Я подумал, что мне обязательно нужно чем-то отблагодарить приветливую и любезную старушку.
— Такой вкусный суп я ел только у своей бабушки, — сказал я, хоть не помнил ни одной из своих бабушек.
— Ешьте на здоровье, — улыбнулась старушка. — Я вам еще могу подлить.
— Леня, а кем были твои родители? — спросила Юлия Семеновна, медленно разрезая кусочек мяса и намазывая его горчицей.
— Мама была медицинской сестрой. Отец… Даже не знаю, кем он был. Он работал сварщиком, плотником, пел в театре, настраивал рояли, он все умел.
Мне показалось, что уж очень неинтересно я представил моих родителей, и я тут же вспомнил рассказы родственников о деде, в честь которого меня назвали Леонидом.
— А вот мой дед, — начал я, — сперва был пастухом. Потом выучился, стал мастером на Балтийском заводе. Без него, кажется, ни один корабль не спускали на воду. Он так разбогател, что купил тройку рысаков. Лошади у него были знаменитые, с особым шагом. К передним ногам одну подкову им приделали тяжелую, другую легкую — вот и привыкли они бегать по-особому.
— Я-то еще помню рысаков, — мечтательно сказала бабушка. — И пролетки, и конки. Помню даже, как на Аничковом мосту стояли торговки со всякими селедками. Больше всех сладостей я любила рыбьи глаза. Положу в рот и сосу вместо конфеты.
— А мне нравятся капустные кочерыжки, — признался я.
— Ой, мне тоже, — закивала Юлия Семеновна.
— Поискать, так у вас много чего общего, — благодушно сказала бабушка.
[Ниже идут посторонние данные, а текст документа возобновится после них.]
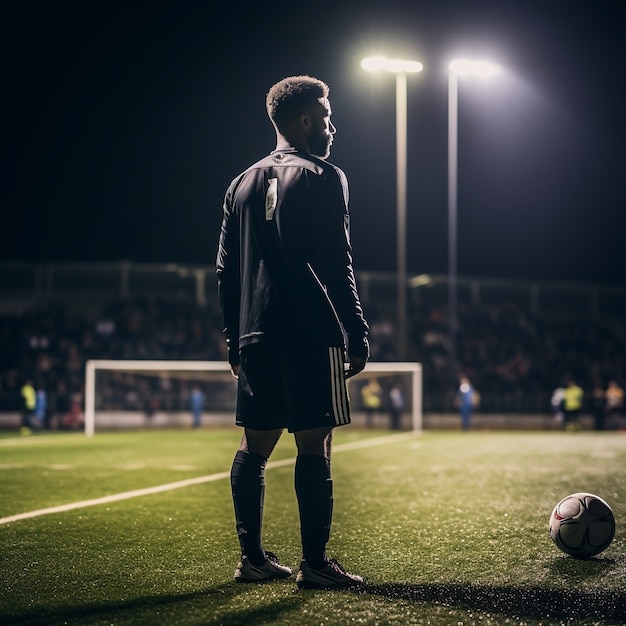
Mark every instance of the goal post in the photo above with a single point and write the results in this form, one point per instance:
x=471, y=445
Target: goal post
x=220, y=371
«А что, у нас и в самом деле много общего, — обрадованно подумал я. — Вот Юлия Семеновна называла имена знаменитых французских поэтов, а я кое-кого из них знаю. Бодлера, например. Не знаю, конечно, по-настоящему, но слышал, даже читал кое-что». И мне так захотелось похвастаться своими знаниями, удивить чем-нибудь таким… интеллигентным, что я сказал без всякого перехода от капустной кочерыжки:
— А я вот, между прочим, Бодлера не очень люблю.
Юлия Семеновна осторожно спросила:
— Это почему же?
Я подумал, что нужно ответить как-нибудь повозвышеннее, понеобычнее, и сказал:
— Да так. Он весь такой индифферентный.
Юлия Семеновна отвернулась от стола и начала так хохотать, что я думал, она упадет со стула. Я понял, что сказал какую-то ерунду.
— Да ладно тебе, Юлька, — сказала бабушка, тоже посмеиваясь. — Ну, чего ты над ним хохочешь. Сказал не то. Бывает.
Юлия Семеновна вышла из-за стола, все еще похохатывая, глаза у нее были веселые и влажные.
— Что такое — индифферентный? — спросила она сквозь смех. Я замялся.
— А вот давайте посмотрим в словаре. Вы уже поели?
— Спасибо. Сыт.
Мы вышли в соседнюю комнату. Она оказалась очень не похожей на ту, в которой мы были. Все в ней было легким, хрупким. У окна стоял столик из красного дерева. На нем цветы, какие-то футлярчики, крошечные флаконы духов. Я почувствовал их запах. Он был едва уловим, не то что резкий запах тройного одеколона, к которому я привык в парикмахерских. Мне стало даже неловко оттого, что я оказался в такой женской обстановке.